Researchers also lacked data on why parents thought children were overweight or what they did about it, the authors note.

"It's hard to say what is going on here without some additional information about the parents' weight status, socioeconomic status, and information about resources in the community such as access to healthy foods and safe spaces for physical activity," Davene Wright, a researcher at Seattle Children's Research Institute and the University of Washington who wasn't involved in the study, said by email.

Many factors, including poverty, consumption of sodas and sugar sweetened juices, sleep time and exercise can all influence childhood weight, noted Dr.

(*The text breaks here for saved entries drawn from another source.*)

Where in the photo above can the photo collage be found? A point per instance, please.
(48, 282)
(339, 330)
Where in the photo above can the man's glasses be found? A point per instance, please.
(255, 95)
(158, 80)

Sandra Hassink, medical director of the American Academy of Pediatrics Institute for a Healthy Childhood Weight.

"Parents should be monitoring the growth of their children at every pediatric well visit," Hassink, who wasn't involved in the study, said by email.

Because parental perceptions of weight appear connected to future weight gain in the study, parents and other family caregivers may also need to take a close look at how they interact with overweight children to ensure they don't make the problem worse, said Jerica Berge, a researcher at the University of Minnesota who wasn't involved in the study.

"Parents who perceive their child as overweight may also engage in weight conversations with their child, such as telling their child that they are fat and need to lose weight," Berge said by email.

"Or, a parent may engage in food restriction behaviors if they perceive that their child is overweight," Berge added. "Both of these behaviors - weight talk and food restriction - have been shown in prior research to be associated with childhood obesity."